How is spec/rails_helper.rb different from spec/spec_helper.rb? Do I need it?

user3417583 picture user3417583 · Jun 10, 2014 · Viewed 22.8k times · Source

I am doing the Rails Tutorial for the second time. When I enter this

rails generate integration_test static_pages

I get spec/rails_helper.rb and spec/spec_helper.rb instead of just spec/spec_helper.rb

Now when I run my tests, they are longer (more "verbose") and slower than when I did this last time. I am wondering what the difference between the two files is, and if I did something wrong. Also, is there a way to get rid of the rails_helper.rb file without messing everything up?

Answer

Dave Schweisguth picture Dave Schweisguth · Jun 10, 2014

rspec-rails 3 generates spec_helper.rb and rails_helper.rb. spec_helper.rb is for specs which don't depend on Rails (such as specs for classes in the lib directory). rails_helper.rb is for specs which do depend on Rails (in a Rails project, most or all of them). rails_helper.rb requires spec_helper.rb.

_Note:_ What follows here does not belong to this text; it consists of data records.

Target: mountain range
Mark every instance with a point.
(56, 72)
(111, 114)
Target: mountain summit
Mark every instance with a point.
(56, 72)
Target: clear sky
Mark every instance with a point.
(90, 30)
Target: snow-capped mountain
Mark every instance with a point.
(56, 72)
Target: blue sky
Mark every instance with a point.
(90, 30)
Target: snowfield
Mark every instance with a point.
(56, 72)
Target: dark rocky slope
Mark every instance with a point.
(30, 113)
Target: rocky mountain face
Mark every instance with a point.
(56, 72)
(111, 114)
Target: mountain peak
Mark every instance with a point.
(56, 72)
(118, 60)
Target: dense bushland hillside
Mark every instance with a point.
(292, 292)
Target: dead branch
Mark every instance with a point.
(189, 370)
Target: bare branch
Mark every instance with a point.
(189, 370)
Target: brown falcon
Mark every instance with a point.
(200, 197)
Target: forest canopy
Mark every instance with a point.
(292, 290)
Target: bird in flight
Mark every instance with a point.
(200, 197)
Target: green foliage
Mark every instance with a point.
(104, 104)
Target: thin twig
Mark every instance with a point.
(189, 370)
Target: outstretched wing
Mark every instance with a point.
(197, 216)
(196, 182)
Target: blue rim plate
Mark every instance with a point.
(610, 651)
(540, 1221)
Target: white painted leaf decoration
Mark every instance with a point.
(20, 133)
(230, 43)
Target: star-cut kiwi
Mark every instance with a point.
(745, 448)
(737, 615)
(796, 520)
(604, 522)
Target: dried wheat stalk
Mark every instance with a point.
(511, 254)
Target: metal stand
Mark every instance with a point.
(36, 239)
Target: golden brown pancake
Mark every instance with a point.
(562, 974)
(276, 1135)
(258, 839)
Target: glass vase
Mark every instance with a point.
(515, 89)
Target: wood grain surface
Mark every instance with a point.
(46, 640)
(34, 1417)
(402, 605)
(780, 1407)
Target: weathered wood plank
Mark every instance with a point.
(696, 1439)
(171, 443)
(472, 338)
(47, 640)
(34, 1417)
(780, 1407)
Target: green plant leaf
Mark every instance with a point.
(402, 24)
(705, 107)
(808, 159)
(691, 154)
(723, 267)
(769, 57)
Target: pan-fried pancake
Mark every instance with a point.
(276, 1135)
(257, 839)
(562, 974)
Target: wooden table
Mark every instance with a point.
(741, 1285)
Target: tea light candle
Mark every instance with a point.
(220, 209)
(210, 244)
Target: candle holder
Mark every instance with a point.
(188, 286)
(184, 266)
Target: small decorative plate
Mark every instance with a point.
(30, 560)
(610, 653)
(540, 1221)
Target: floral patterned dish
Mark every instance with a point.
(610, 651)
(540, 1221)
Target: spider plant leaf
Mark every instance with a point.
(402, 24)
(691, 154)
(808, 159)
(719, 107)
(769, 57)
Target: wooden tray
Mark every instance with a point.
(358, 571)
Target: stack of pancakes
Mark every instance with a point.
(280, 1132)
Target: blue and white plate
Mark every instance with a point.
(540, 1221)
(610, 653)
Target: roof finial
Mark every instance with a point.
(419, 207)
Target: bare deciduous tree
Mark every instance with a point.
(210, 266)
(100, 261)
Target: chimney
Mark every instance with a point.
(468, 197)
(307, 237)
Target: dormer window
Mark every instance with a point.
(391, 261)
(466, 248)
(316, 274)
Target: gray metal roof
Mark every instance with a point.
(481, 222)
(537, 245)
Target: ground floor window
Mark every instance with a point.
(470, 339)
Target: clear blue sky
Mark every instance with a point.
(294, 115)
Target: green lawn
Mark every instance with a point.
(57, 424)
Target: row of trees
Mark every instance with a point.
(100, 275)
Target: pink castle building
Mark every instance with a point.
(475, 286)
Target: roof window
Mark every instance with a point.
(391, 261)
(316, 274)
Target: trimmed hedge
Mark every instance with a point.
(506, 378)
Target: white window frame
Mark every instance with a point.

So no, don't get rid of rails_helper.rb; require it (and not spec_helper.rb) in your specs.

If you want your non-Rails-dependent specs to enforce that they're non-Rails-dependent, and to run as fast as possible when you run them by themselves, you could require spec_helper.rb rather than rails_helper.rb in those. But it's very convenient to -r rails_helper in your .rspec rather than requiring one helper or the other in each spec file, so that is sure to be a popular approach.

If you're using the spring preloader, each class only needs to be loaded once, and spring loads classes eagerly even if you only run a single spec that requires spec_helper, so there isn't as much value in requiring only spec_helper in some files.